ASCR Monthly Computing News Report - February 2009
In this issue...
LLNL, ORNL Researchers More Than Double the Performance of CAM
Under the auspices of a Scientific Application Partnership affiliated with the Scientific Discovery for Advanced Computing (SciDAC) project “A Scalable and Extensible Earth System Model for Climate Change Science,” researchers Pat Worley of Oak Ridge National Laboratory (ORNL) and Art Mirin of Lawrence Livermore National Laboratory (LLNL) have more than doubled the performance of the Community Atmosphere Model (CAM) on the CrayXT4/5. This has come about through a combination of adding additional parallelism, enabling different sections of CAM to execute at their own process count, implementing improved communication protocols particularly relevant at scale, and removing other scalability bottlenecks. CAM is the atmospheric component of the Community Climate System Model (CCSM), which will be used to run simulations for the upcoming Intergovernmental Panel on Climate Change (IPCC) fifth assessment.
PNNL Applies Multithreaded Research to Study of Power Grid Failures
Understanding electric grid failures is a major focus of Pacific Northwest National Laboratorys’ (PNNL’s) multithreaded research on the Cray XMT machine. Daniel Chavarria, Senior Computer Scientist, and Henry Huang, Senior Research Engineer, are using the Cray XMT machine for advanced power grid contingency analysis. Contingency analysis is a key function to assess impacts of various combinations of power system component failures. This application takes advantage of Cray XMT’s hybrid architecture of Threadstorm and Opteron nodes. Threadstorm nodes are used to perform contingency selection, while Opteron nodes perform the floating point computation of actual contingency analysis. Combinatorial contingencies generally exceed the capability of existing computational power; therefore, it is critical to select credible contingency cases within the constraint of available computer resources. A contingency selection method is developed by applying graph theory to power grid topology. This method identifies low-impact components. The failure of these components is of little importance to power grid stability. Removing them from analysis reduces the combinatorial number of contingency cases. This method has been implemented on the Cray XMT machine, taking advantage of the graph processing capability of Cray XMT’s Threadstorm nodes and its programming features. Early results have shown superior performance. Further work will focus on the communication between Threadstorm nodes and Opteron nodes and a visualization method for the post-processing of contingency analysis results.
Changing Paradigm of Data-Intensive Computing Makes Journal Cover
A PNNL-authored article by Richard Kouzes, Gordon Anderson, Stephen Elbert, Ian Gorton,and Deb Gracio on the “Changing Paradigm of Data-Intensive Computing” was selected as the cover feature for the January IEEE Computer Society journal. The article describes PNNL’s leading-edge research to develop new classes of software, algorithms and hardware to provide timely and meaningful analytical results from an exponentially growing tidal wave of complex scientific, energy, environmental, and national security related data in the new information-dominated age.

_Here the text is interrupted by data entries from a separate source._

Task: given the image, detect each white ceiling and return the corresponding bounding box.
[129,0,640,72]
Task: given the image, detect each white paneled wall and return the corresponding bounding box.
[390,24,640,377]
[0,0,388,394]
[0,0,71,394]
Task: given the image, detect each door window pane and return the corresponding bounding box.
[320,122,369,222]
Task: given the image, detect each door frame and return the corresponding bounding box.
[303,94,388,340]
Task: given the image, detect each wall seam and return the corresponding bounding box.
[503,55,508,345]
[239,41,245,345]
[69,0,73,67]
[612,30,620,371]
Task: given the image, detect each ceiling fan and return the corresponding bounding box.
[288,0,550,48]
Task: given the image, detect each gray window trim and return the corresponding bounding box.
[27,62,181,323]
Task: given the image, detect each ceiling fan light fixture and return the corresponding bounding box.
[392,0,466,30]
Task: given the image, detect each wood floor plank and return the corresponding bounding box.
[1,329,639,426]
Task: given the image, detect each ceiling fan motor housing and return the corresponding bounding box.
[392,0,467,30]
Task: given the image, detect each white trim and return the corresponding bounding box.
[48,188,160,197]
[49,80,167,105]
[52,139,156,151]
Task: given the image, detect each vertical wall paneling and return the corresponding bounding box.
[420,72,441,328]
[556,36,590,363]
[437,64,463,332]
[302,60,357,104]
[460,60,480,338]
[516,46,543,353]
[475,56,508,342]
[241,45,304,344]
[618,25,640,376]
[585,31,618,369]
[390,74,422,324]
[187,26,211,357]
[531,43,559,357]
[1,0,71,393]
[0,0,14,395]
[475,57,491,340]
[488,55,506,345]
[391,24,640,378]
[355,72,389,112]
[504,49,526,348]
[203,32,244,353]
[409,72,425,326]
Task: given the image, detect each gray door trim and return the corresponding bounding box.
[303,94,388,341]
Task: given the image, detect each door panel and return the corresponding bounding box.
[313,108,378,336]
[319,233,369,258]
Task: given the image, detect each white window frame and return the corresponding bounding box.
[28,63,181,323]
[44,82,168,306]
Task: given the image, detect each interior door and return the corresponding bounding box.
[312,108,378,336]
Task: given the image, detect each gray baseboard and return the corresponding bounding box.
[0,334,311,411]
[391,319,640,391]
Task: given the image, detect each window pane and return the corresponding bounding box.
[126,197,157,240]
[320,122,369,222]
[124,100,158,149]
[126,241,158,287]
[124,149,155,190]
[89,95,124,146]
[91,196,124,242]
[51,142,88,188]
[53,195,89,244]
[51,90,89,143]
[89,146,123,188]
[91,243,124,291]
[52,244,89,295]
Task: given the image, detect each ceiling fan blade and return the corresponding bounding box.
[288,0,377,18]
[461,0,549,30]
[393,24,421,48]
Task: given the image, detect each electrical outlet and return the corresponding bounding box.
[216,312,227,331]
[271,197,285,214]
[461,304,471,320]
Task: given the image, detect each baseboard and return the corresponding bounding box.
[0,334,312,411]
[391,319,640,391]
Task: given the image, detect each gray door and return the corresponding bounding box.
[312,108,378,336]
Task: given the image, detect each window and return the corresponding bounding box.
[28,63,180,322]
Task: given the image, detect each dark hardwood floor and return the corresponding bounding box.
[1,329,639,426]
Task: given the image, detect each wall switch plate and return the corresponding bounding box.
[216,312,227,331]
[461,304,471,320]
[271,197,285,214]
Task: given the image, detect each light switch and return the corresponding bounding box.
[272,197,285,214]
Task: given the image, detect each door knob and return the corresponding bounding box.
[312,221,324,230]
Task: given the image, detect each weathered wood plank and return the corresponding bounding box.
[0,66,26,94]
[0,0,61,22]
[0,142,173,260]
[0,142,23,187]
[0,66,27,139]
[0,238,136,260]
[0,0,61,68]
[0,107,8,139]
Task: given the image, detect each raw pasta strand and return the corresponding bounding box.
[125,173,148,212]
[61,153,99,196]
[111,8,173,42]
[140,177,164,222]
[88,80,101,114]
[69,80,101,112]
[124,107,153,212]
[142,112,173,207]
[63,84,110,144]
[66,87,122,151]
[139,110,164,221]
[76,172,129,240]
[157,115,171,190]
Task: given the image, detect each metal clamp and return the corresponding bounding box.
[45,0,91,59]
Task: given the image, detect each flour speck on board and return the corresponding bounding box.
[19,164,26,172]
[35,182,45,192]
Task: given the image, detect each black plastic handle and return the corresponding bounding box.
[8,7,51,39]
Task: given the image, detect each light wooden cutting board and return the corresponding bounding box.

Technical leadership in data-intensive computing is a cornerstone of PNNL’s strategy for growing major new national security programs in information analytics and decision support.
LANL ASCR Researchers Presenting their Results
Konstantin Lipnikov and Daniil Svyatskiy, researchers from Los Alamos National Laboratory (LANL), presented advances in mimetic discretizations at the second international conference on Finite Element Methods in Engineering and Science (FEMTEC 2009). The meeting was held at the Granlibakken conference center at Lake Tahoe on January 5–9, 2009. The meeting is organized jointly by the University of Texas at El Paso (UTEP) and University of Nevada at Reno (UNR), and its goal is to advance the frontiers in performance and reliability of finite element methods, as well as in their advanced applications in computational engineering and science. Konstantin discussed the general approach for constructing the family of discretizations on unstructured polygonal and polyhedral meshes for different types of partial differential equations, such as diffusion and Stokes equations. Daniil presented the new constrained finite element method for anisotropic diffusion equations, which guarantees that numerical solution satisfies the maximum principle. The maximum principle is one of the fundamental properties of the elliptic equation which is very difficult to satisfy on a discrete level.
This work was done as part of ASCR Applied Mathematics Research Project “Mimetic Finite Difference Methods for Partial Differential Equations.”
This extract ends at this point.